Let's move on to Matt Flahive. Flahive, of course, has slowly moved left since I've been here - if he hadn't, he might still be at the Review. His proposal for shortening winter break actually has some merit to it. Personally, my winter break consisted of a week and a half at home, not doing much, followed by two and a half weeks back here in Ithaca, not doing much other than work. I have to take issue with Flahive's contention that we should get a free winter session course each year. The price of the winter session courses is, however, all the more reason to scuttle the lengthy winter break. The public schools seem to have this one right - one week for the holidays, and that's it. Cornell might need two, because we have to have that five or six day pre-classes period for any number of things, most notably the monstrosity known as "rush." Getting Cornell to take unilateral action on this might be tough. When Mr. Hunter R. Rawlings III was president of the University of Iowa, he threatened to end freshman eligibility for varsity sports (most notably football). This threat led to him being put in his place by both the head football coach and the governor of Iowa. But I digress. A shorter winter break has one additional benefit - it would distinguish Cornell as a place committed to immersing its students in the academic culture. Cornell seems to already be attempting to making such a distinction, with the living-learning environment on West Campus. Keeping students engaged in their classwork (rather than giving them a month to forget everything they learned in the fall) is another logical step in this progression.

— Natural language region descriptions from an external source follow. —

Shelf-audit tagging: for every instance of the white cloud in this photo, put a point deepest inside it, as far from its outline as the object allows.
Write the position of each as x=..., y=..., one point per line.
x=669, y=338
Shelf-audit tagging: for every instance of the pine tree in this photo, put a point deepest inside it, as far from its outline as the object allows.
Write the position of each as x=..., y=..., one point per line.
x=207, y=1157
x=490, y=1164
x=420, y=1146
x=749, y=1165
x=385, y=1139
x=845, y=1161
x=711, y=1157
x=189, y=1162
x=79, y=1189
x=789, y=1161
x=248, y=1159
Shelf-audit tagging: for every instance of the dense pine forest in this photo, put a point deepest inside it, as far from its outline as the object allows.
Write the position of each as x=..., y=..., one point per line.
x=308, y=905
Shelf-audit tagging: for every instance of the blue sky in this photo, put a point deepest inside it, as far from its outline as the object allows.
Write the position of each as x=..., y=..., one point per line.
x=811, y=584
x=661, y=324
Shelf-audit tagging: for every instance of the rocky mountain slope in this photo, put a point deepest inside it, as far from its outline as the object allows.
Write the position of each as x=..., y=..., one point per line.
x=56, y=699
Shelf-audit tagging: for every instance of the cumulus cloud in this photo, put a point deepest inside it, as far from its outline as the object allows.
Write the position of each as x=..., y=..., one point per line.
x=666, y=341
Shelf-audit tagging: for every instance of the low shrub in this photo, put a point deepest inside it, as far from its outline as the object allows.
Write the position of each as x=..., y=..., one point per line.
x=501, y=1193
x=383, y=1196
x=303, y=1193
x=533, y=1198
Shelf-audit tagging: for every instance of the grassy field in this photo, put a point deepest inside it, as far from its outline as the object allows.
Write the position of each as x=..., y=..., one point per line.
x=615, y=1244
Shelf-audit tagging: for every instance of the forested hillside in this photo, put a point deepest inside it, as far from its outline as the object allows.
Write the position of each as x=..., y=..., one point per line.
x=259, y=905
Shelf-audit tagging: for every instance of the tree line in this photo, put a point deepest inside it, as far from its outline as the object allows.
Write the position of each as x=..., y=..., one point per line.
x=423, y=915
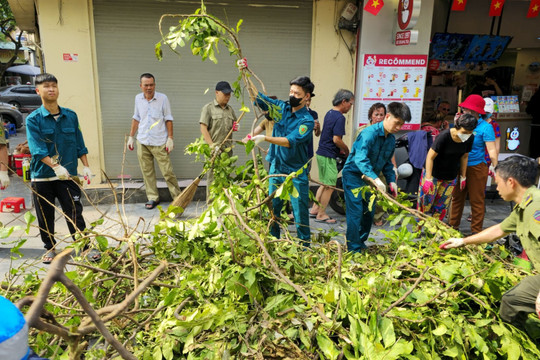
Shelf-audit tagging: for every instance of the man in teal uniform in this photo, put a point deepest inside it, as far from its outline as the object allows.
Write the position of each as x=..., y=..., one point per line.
x=56, y=143
x=515, y=178
x=288, y=151
x=371, y=153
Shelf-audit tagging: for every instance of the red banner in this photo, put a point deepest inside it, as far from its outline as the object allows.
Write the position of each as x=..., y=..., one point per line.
x=496, y=7
x=374, y=6
x=534, y=8
x=458, y=5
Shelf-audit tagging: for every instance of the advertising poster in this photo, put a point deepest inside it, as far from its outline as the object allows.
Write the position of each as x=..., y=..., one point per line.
x=388, y=78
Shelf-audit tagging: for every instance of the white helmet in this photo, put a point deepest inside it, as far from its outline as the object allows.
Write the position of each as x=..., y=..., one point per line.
x=404, y=170
x=489, y=107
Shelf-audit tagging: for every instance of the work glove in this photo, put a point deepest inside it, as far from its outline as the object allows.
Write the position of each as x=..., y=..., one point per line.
x=4, y=179
x=462, y=182
x=258, y=139
x=538, y=305
x=380, y=185
x=130, y=143
x=169, y=145
x=428, y=186
x=87, y=174
x=393, y=189
x=452, y=243
x=491, y=171
x=61, y=172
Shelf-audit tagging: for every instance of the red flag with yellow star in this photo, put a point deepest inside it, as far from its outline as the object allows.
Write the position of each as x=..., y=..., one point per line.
x=496, y=7
x=374, y=6
x=534, y=8
x=458, y=5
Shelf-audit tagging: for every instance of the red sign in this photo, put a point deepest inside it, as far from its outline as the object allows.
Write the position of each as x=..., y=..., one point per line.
x=403, y=38
x=433, y=64
x=408, y=13
x=71, y=57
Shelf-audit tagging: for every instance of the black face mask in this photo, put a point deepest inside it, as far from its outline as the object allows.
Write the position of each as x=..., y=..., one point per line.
x=294, y=101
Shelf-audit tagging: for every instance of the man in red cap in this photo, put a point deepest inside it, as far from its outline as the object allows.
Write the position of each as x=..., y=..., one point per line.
x=474, y=182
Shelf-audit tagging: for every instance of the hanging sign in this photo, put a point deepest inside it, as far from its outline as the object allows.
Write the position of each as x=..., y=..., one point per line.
x=389, y=78
x=407, y=16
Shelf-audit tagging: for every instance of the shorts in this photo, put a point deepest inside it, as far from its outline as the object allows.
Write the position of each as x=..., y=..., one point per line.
x=327, y=170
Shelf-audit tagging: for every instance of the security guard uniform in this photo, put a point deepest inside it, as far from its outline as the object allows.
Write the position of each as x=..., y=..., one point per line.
x=520, y=301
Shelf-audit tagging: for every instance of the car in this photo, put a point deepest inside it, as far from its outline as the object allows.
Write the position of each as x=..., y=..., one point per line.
x=9, y=113
x=24, y=97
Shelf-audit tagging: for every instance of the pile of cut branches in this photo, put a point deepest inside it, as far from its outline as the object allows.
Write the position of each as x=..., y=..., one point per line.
x=220, y=286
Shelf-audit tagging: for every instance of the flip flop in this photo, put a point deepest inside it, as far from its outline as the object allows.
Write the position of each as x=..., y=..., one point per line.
x=48, y=257
x=328, y=220
x=151, y=204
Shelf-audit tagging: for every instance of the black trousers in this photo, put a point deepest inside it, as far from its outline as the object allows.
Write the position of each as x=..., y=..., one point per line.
x=68, y=194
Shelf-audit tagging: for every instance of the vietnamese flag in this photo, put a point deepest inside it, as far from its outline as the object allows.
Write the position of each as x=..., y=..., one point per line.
x=496, y=7
x=458, y=5
x=534, y=8
x=374, y=6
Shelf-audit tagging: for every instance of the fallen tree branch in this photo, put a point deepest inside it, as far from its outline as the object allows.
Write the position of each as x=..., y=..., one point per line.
x=407, y=293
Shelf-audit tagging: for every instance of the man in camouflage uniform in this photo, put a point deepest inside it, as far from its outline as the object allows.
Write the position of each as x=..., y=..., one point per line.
x=217, y=120
x=515, y=178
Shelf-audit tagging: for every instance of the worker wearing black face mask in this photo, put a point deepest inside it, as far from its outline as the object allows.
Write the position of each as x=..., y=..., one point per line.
x=288, y=152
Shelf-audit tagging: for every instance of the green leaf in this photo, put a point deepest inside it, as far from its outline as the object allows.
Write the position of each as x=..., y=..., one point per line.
x=103, y=243
x=250, y=276
x=249, y=146
x=157, y=353
x=167, y=349
x=386, y=328
x=29, y=218
x=238, y=25
x=452, y=352
x=327, y=346
x=440, y=330
x=15, y=249
x=158, y=51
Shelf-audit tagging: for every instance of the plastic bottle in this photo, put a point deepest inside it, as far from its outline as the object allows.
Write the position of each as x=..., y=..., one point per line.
x=26, y=169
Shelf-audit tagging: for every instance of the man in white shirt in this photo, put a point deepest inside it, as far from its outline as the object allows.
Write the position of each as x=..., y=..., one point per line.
x=152, y=120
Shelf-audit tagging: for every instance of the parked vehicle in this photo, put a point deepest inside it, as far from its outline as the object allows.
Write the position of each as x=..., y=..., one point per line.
x=9, y=113
x=24, y=97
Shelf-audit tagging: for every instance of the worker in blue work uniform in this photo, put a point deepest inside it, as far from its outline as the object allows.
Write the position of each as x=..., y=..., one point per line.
x=288, y=151
x=371, y=153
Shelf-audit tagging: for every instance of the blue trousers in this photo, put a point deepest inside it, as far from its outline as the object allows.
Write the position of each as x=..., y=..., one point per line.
x=299, y=204
x=359, y=217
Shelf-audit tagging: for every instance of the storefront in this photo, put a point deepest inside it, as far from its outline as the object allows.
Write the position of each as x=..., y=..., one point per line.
x=472, y=52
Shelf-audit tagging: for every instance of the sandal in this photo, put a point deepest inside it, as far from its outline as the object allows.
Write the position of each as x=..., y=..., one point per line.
x=328, y=220
x=151, y=204
x=48, y=257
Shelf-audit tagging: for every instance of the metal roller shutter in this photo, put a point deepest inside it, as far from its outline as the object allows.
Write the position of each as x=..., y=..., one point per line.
x=275, y=37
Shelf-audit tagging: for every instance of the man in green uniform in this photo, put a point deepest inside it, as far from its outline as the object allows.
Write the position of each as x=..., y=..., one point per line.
x=217, y=120
x=515, y=178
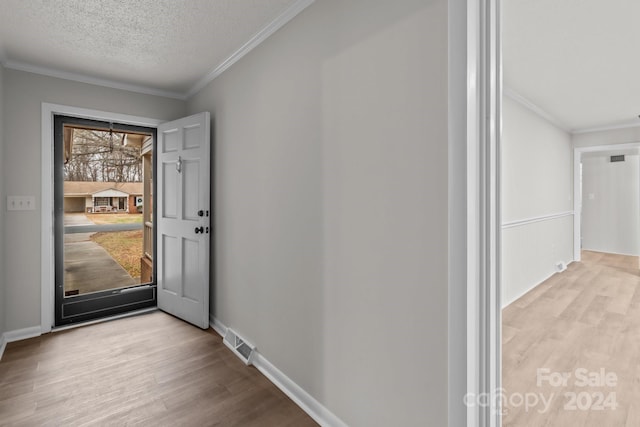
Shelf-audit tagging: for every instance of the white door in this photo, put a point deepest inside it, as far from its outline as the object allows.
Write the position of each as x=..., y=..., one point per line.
x=183, y=218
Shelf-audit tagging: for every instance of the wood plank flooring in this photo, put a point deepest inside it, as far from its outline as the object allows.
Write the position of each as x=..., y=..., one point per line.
x=151, y=369
x=587, y=317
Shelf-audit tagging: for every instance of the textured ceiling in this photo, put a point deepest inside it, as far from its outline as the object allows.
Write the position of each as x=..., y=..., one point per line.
x=168, y=45
x=575, y=59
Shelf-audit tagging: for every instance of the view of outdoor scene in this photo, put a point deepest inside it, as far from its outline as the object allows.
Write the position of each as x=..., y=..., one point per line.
x=108, y=241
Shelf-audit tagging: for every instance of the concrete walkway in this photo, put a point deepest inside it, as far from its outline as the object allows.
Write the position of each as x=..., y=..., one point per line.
x=88, y=267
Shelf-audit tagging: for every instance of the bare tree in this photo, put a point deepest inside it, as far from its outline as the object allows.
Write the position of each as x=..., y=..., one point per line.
x=103, y=156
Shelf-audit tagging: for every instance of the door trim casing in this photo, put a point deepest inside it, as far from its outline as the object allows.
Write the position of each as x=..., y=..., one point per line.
x=577, y=190
x=47, y=262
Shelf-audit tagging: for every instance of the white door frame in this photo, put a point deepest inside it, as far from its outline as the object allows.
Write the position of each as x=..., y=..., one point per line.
x=482, y=326
x=46, y=197
x=577, y=191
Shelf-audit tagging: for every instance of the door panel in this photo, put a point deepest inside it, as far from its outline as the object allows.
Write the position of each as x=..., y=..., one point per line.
x=183, y=218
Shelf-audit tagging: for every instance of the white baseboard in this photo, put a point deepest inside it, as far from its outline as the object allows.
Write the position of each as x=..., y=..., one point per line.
x=17, y=335
x=23, y=334
x=304, y=400
x=516, y=298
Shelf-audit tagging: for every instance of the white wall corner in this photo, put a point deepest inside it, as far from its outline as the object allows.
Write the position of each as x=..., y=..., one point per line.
x=300, y=397
x=515, y=96
x=3, y=345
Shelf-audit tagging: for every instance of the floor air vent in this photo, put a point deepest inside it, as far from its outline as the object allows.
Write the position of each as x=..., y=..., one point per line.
x=240, y=347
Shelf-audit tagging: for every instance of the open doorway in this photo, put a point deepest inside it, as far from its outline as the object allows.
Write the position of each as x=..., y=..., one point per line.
x=104, y=249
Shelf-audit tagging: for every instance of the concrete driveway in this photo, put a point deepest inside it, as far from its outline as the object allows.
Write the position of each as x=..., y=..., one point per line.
x=88, y=266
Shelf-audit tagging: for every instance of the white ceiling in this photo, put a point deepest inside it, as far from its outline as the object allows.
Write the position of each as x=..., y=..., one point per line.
x=169, y=47
x=577, y=60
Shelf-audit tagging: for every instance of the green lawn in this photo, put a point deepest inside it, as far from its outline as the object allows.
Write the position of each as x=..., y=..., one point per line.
x=108, y=218
x=123, y=246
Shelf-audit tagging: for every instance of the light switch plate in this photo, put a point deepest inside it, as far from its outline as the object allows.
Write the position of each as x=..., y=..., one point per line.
x=21, y=203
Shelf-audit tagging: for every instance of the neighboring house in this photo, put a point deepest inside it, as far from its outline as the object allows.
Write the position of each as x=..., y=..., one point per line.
x=86, y=196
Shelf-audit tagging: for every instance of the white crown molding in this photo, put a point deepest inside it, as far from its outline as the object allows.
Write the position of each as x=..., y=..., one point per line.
x=515, y=96
x=76, y=77
x=614, y=126
x=300, y=397
x=286, y=16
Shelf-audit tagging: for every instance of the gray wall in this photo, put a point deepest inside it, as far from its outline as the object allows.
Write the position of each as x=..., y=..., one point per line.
x=536, y=181
x=23, y=97
x=331, y=206
x=2, y=207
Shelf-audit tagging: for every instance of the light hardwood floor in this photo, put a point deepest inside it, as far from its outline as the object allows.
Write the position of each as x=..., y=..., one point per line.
x=587, y=317
x=146, y=370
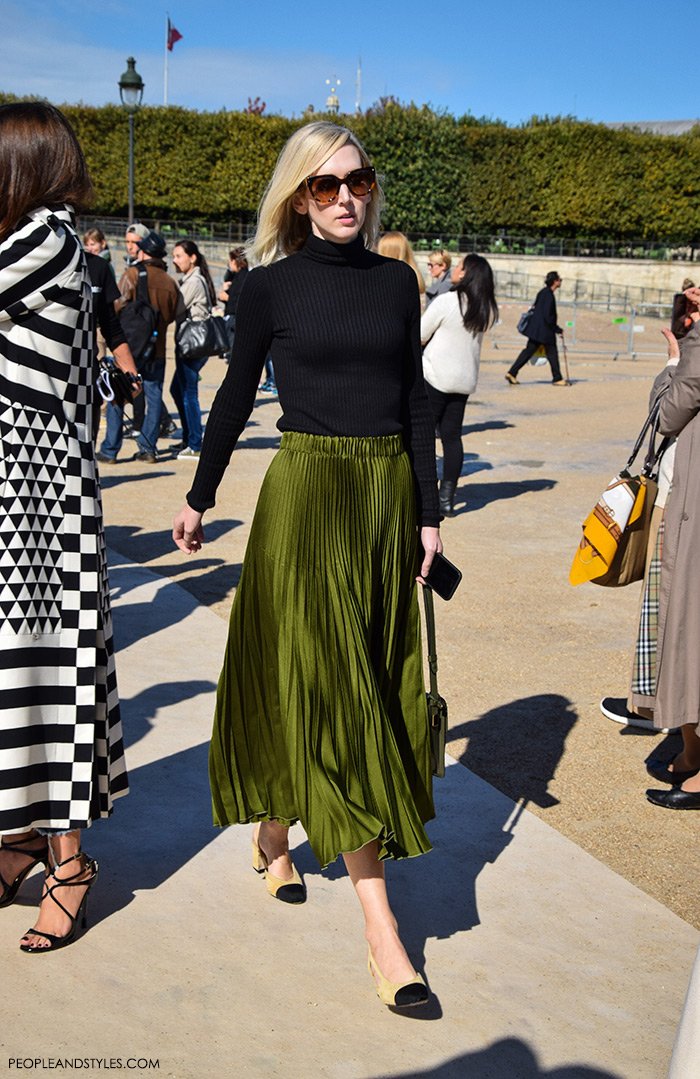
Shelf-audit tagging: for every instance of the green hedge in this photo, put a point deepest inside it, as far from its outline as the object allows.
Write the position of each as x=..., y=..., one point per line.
x=441, y=174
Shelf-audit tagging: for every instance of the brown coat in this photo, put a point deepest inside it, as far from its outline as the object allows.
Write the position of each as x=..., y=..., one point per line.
x=677, y=695
x=163, y=295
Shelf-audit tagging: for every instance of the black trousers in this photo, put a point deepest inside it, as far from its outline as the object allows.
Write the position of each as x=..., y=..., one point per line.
x=530, y=351
x=448, y=412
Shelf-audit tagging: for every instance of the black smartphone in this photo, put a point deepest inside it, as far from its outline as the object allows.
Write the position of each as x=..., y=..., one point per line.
x=443, y=577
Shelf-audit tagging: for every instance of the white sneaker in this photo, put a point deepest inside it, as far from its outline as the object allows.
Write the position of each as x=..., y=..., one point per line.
x=615, y=708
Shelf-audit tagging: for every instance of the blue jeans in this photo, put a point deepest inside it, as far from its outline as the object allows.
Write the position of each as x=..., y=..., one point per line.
x=152, y=374
x=113, y=438
x=184, y=390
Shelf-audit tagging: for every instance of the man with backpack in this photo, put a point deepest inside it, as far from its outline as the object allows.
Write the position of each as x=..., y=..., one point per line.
x=148, y=305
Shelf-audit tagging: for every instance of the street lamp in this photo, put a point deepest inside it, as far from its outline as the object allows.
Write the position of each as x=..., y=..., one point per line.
x=332, y=103
x=131, y=92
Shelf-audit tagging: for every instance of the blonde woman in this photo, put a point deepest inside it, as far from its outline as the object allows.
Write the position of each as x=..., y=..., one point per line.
x=395, y=245
x=198, y=297
x=439, y=263
x=320, y=713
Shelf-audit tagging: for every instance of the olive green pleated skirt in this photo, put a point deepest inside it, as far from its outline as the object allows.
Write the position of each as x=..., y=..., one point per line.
x=320, y=711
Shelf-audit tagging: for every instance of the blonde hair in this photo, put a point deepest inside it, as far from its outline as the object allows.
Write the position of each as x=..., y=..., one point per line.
x=395, y=245
x=280, y=229
x=443, y=256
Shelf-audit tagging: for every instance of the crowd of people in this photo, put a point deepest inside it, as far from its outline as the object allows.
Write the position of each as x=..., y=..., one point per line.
x=320, y=712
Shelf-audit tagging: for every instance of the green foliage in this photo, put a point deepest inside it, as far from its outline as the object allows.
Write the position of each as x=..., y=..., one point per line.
x=550, y=177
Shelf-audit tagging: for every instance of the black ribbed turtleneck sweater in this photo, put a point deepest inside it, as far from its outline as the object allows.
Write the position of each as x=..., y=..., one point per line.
x=342, y=326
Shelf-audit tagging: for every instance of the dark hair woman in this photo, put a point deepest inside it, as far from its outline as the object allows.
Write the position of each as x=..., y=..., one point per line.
x=62, y=761
x=320, y=708
x=452, y=330
x=198, y=296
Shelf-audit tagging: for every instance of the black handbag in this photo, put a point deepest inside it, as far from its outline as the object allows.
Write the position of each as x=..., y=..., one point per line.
x=524, y=321
x=114, y=384
x=203, y=339
x=437, y=705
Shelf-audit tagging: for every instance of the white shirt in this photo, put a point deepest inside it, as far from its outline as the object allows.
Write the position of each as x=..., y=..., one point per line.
x=451, y=354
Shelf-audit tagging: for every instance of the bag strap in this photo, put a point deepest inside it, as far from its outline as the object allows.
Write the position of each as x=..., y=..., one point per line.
x=433, y=649
x=141, y=285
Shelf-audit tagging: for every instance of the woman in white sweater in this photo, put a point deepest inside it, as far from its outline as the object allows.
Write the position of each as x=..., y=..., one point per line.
x=198, y=296
x=452, y=329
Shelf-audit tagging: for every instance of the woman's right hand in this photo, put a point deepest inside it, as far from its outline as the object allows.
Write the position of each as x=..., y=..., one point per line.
x=188, y=533
x=672, y=343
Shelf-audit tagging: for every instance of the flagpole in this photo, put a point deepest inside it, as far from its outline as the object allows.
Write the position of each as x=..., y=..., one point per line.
x=167, y=28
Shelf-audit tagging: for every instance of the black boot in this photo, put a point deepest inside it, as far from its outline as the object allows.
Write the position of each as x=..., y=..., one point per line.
x=447, y=497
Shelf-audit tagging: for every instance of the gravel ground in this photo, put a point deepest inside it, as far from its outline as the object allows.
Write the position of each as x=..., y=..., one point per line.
x=524, y=658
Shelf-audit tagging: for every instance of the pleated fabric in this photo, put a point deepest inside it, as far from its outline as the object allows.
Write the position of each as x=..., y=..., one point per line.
x=320, y=707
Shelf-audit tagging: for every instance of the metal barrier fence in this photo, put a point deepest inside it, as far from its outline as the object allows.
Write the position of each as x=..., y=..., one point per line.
x=518, y=285
x=502, y=243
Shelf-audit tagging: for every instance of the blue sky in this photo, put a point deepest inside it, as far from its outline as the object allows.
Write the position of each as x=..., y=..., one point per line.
x=615, y=60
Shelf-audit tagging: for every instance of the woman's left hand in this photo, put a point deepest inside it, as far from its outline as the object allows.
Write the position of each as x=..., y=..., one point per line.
x=431, y=545
x=187, y=530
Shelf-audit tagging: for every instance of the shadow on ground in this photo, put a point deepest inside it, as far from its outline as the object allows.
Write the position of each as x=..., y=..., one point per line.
x=517, y=747
x=472, y=496
x=508, y=1059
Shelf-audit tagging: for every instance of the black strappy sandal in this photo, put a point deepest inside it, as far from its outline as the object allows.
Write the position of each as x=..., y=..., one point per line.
x=36, y=855
x=71, y=882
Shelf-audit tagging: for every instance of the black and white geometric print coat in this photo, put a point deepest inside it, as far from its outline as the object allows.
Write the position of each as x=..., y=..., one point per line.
x=62, y=756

I'm not going to waste time with Mary Beth Grant's "Administrative Perspective." All I'm going to say is that any piece with the grammatically hideous headline "Fake IDs Are A Crime" is not worth my words.
And finally, for the editorial. It's great to see the faculty talking about ways to improve the quality of the education. After all, any increase in student satisfaction filters down to the rest of the university in the form of more satisfied (and more generous) alumni, better incoming students, and a better overall reputation for Cornell. But the Sun's contention that "[t]he burden of student satisfaction lies squarely with the professors conducting the lectures" is baseless. Office hours are posted and mentioned in class. Students have just as much of a burden as faculty - they have the responsibility of seeking out professors and teaching assistants when they are having difficulty with their work. The Daily Sun would like to have us believe that it doesn't matter whether a student is a regular or a no-show at office hours and review sessions - his or her satisfaction is not dependent on that variable. I know, from painful experience, that it just isn't true. It's a big part of the reason why 13,000 Cornellians started a new semester of classes today - and I didn't.